Polyolefin plastics“This past year has undoubtedly been a tough year for the polyolefin recycling industry in South Africa and around the world. Whilst lower virgin resin prices had an impact in South Africa, they were fortunately offset by the weakening Rand,” said Mandy Naudé, Chief Executive Officer of POLYCO.

“However, local recyclers of polyolefin plastics also had other challenges they needed to contend with during 2015, including load shedding, expensive electricity costs, water shortages and a general downturn in the economy,” said continued.

Naudé was addressing the association’s board members the company’s recent AGM.
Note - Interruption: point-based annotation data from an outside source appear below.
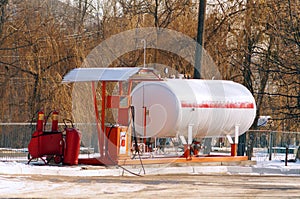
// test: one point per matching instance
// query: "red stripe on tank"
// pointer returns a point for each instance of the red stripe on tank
(240, 105)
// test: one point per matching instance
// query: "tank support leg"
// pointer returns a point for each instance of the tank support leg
(236, 141)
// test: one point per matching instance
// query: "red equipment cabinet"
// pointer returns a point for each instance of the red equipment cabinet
(45, 144)
(72, 146)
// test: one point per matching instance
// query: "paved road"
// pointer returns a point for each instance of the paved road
(175, 186)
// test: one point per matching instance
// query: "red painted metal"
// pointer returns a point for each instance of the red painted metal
(54, 121)
(72, 148)
(40, 121)
(244, 105)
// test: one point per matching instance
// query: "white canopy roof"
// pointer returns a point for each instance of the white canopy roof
(100, 74)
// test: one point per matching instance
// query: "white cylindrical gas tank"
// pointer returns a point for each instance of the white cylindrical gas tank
(212, 107)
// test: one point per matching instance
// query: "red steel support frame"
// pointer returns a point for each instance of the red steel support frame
(100, 129)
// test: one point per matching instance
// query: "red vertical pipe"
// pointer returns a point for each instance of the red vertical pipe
(145, 123)
(103, 96)
(97, 118)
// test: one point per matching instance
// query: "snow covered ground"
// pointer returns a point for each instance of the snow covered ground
(265, 179)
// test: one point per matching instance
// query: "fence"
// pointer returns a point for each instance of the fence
(14, 139)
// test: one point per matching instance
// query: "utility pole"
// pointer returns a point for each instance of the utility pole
(200, 33)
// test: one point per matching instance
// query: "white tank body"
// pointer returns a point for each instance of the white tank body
(212, 107)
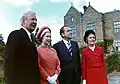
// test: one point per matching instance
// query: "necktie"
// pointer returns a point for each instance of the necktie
(70, 48)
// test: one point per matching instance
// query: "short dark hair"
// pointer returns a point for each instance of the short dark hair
(87, 33)
(62, 30)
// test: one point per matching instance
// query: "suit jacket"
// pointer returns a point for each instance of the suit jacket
(21, 59)
(70, 65)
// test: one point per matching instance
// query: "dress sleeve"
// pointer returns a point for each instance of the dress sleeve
(83, 66)
(103, 60)
(58, 69)
(43, 73)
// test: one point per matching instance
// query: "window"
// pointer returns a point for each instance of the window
(90, 26)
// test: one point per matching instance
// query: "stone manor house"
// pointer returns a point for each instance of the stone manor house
(106, 25)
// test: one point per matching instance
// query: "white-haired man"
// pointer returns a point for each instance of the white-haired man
(21, 63)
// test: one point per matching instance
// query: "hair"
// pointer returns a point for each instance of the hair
(40, 31)
(40, 40)
(26, 15)
(62, 30)
(87, 33)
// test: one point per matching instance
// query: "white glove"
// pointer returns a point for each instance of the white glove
(84, 81)
(50, 80)
(54, 77)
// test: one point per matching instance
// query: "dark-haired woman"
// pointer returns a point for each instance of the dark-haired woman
(93, 63)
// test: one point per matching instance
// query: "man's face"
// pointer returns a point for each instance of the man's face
(67, 33)
(31, 23)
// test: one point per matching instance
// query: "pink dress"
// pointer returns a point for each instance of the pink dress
(49, 63)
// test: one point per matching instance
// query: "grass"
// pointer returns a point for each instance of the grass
(1, 77)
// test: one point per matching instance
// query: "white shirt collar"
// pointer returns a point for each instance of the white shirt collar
(66, 43)
(28, 33)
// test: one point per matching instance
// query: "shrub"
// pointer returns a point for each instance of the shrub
(113, 62)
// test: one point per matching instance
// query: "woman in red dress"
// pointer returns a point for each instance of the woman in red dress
(93, 63)
(49, 64)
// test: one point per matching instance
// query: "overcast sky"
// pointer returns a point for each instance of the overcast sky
(49, 12)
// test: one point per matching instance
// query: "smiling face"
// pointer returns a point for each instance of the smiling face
(67, 33)
(91, 39)
(31, 22)
(46, 39)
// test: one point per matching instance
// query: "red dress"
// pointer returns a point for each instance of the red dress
(93, 66)
(49, 63)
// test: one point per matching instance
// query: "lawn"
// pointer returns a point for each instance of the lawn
(1, 77)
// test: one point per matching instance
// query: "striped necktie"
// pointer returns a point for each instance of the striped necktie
(70, 48)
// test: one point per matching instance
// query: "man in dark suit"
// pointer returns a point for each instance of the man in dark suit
(68, 53)
(21, 62)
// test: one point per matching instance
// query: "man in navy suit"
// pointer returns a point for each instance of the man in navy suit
(21, 63)
(69, 56)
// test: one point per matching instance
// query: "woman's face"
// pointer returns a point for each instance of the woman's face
(47, 39)
(91, 39)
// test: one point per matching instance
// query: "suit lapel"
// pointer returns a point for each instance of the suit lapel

Recycling sector under pressure

The low market demand, together with rising costs, has made the recycling sector a tough space to operate in.  The impact of these difficult trading conditions were severely felt by the POLYCO project partners, who reported lower than expected recycling volumes for their financial year ending 31 December 2015.

“We had hoped that the New Year would bring improved market conditions, but the first quarter of 2016 saw the worst ever demand period in the last 10 to 15 years in South Africa. The official 2015 recycling statistics have not yet been released, but early indications are that recycled polyolefin volumes have remained static year on year, at approximately 171 000 tonnes,” she said.


Looking at the positive

However, all is not doom and gloom according to POLYCO. The 171 000 recycled tonnes positively contributed in excess of R1.7 billion to the country’s GDP. The total plastics recycling industry contributed in excess of R2.85 billion to GDP in 2014 and created over 53 000 employment opportunities.

“This is something of which we can all be immensely proud. We must also bear in mind that recycling is a commodity-based business which is cyclical in nature. Whilst the current conditions might be tough, we have developed a clear-cut plan of action that will help us build a much-needed robustness into the industry, so as to be ready for when the market turns again,” Naudé said.


Taking action

POLYCO is now working even more closely with recyclers in an effort to address and solve some of the biggest stumbling blocks, such as dirty post-consumer materials (due to a lack of effective separation-at-source initiatives), ageing and inefficient equipment, untested quality and an inconsistent value-chain.

Similar steps are being taken with the other role players in the recycling value chain in order to help them overcome their challenges and move towards more sustainable supply chain processes.

However, POLYCO is also calling on brand owners to become involved with their current initiatives in order to create a strong, sustainable circular economy which eliminates waste.